Padang's main Djamil Hospital was overwhelmed by the influx of casualties. Dozens of injured people were being treated under tents outside the hospital, which was itself partly damaged.

Major Earthquakes

Map showing the location of a 7.9 magnitude earthquake near American Samoa, in the Pacific Ocean.

Indonesian President Susilo Bambang Yudhoyono warned that authorities should not underestimate the scope of the disaster and ordered the military to deploy all its crisis centers in Jakarta, West Sumatra and North Sumatra provinces. He said the military would provide earth-moving equipment to clear the rubble.

UNICEF said tens of thousands of people had been made homeless, one-third of them children.

"The needs of thousands of children are vast and urgent. They must have access to clean water, shelter," Angela Kearney, the U.N. body's Indonesian chief, said in a statement.

The U.S. Geological Survey said the second quake damaged 1,100 buildings, including mosques and homes, in the town of Jambi, according to Mayor Hasfiah. He said there were no deaths but dozens of people were injured.

The initial quake on Wednesday was so powerful that it caused buildings to sway hundreds of miles away in Malaysia and Singapore and caused panic among people who feared it would trigger a tsunami.

The temblor severed roads and cut off power and communications to Padang, and the extent of damage in surrounding areas was still unclear.
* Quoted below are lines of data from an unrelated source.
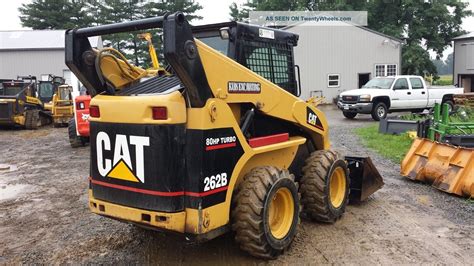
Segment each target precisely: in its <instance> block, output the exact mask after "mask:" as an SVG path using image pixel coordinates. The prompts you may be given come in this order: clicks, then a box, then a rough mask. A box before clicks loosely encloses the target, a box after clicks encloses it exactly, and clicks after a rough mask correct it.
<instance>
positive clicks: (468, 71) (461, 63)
mask: <svg viewBox="0 0 474 266" xmlns="http://www.w3.org/2000/svg"><path fill="white" fill-rule="evenodd" d="M453 41H454V72H453V83H454V84H457V85H459V86H460V87H463V88H464V92H474V32H471V33H468V34H465V35H461V36H459V37H456V38H454V39H453Z"/></svg>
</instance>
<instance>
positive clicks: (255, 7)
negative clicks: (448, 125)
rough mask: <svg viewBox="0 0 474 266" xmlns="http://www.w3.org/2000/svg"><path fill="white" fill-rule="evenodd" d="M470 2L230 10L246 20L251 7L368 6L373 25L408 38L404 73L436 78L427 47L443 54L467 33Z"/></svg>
mask: <svg viewBox="0 0 474 266" xmlns="http://www.w3.org/2000/svg"><path fill="white" fill-rule="evenodd" d="M467 5H468V3H466V2H463V1H458V0H441V1H421V0H371V1H367V0H353V1H347V0H346V1H345V0H333V1H314V0H248V1H247V3H245V4H244V5H243V6H242V8H241V10H239V8H238V7H237V5H231V6H230V10H231V17H232V19H233V20H238V21H242V20H244V21H245V18H246V17H248V12H249V10H258V11H262V10H268V11H277V10H289V11H290V10H291V11H296V10H308V11H318V10H319V11H325V10H345V11H364V10H366V11H367V12H368V18H367V19H368V27H369V28H371V29H374V30H376V31H379V32H382V33H384V34H387V35H390V36H394V37H396V38H399V39H404V40H406V45H404V46H402V73H403V74H413V75H422V76H424V75H425V74H431V75H433V76H435V79H436V78H437V73H438V72H437V69H436V66H435V65H434V64H433V62H432V61H431V59H430V56H429V53H428V52H427V50H433V51H434V52H435V53H436V54H437V57H438V58H439V57H441V55H442V54H443V51H444V50H445V49H446V48H447V47H448V46H449V45H451V40H452V39H453V38H454V37H456V36H459V35H461V34H464V31H463V30H462V29H461V24H462V19H463V18H464V17H467V16H470V15H471V11H469V10H468V9H467ZM425 48H426V49H425Z"/></svg>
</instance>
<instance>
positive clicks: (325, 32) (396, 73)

Indonesia, a poor, sprawling nation, sits on a major geological fault zone and is frequently hit by earthquakes. The latest quakes were along the same fault line that spawned the 2004 Asian tsunami that killed 230,000 people in a dozen nations.

In a separate earthquake that hit the Samoan islands on Tuesday, authorities said Thursday that at least 160 people were killed after a series of tsunamis rolled ashore, leveling buildings and washing cars and people out to sea.